I slip into the shower, and instead of washing my body, I grab some soap, lather my hand, and then start moving it up and down my cock. With my other hand, I prop myself against the shower wall as the spray of the shower pelts my back. Legs braced, I pump while my mind goes to our time together tonight.

Her confession.

The honest look in her eyes.

The innocence in her expression, as if her own pleasure meant nothing.

The trust when she opened her legs for me without question.

When she let me touch her.

The hitch in her breath.

The headiness in her beautiful, deep blue eyes.

I stroke harder.

The way she smells like fresh soap and lavender.

Her melodic voice that captures me when she talks.

The feel of her within my arms as we hugged.

Her goddamn sexy figure in those short shorts.

Her tits . . .

“Fuck,” I grunt as my legs start to go numb, all the pleasure pulsing at the base of my cock.

The way her nipples pressed hard against her shirt, almost begging for me to touch her.

And her submission to me. No fear. All trust.
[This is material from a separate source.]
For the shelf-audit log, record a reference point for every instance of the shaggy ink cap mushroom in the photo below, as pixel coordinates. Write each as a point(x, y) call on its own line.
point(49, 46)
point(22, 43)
“Ahh, shit,” I mutter as my cock swells in my hand, and then I come.

I still, my cock pulsing, taking every last second of pleasure until I collapse against the tile with both hands.

I turn so my back is to the wall now and the water pelts my chest.

Holy shit.

I place both my hands on the tile over my head and take a few deep breaths.

I don’t remember the last time I did that—the last time I came thinking about a woman. But not thinking about her naked, just thinking . . . about her. I’m not sure if I’ve ever done that.

Winnie seems to be pulling out a lot of firsts for me, and what scares me is I really don’t know that much about her at all. I don’t even know her last name or what she does, or why she’s really here. But what I do know about her, I like a lot.

I move under the water and rinse off my body with some soap.

I have no idea how long she’ll be here, when she plans on leaving, or if she plans on wanting to get to know me, but what I do know is for as long as she’s here, I’m going to do my best to get to know her.

Despite knowing that she once belonged to Josh.





I finish tying my running shoe and stand from my bed. The sun is barely filtering through my windows, since it’s not even six in the morning yet, but I couldn’t sleep.

Once again, Winnie was on my mind.

But this time, it was because of what she said about never experiencing an orgasm. It was all I could think about, how a man would let that happen. How could someone be that selfish and not attempt to make his partner come? How could Josh never let her come? What kind of tortured asshole is he? Yeah, they may have been together, but deeply in love? Nah, I don’t believe it. I think they were just comfortable with each other. Because if they were deeply in love, then Josh would’ve tried to make her come. He would’ve given a shit.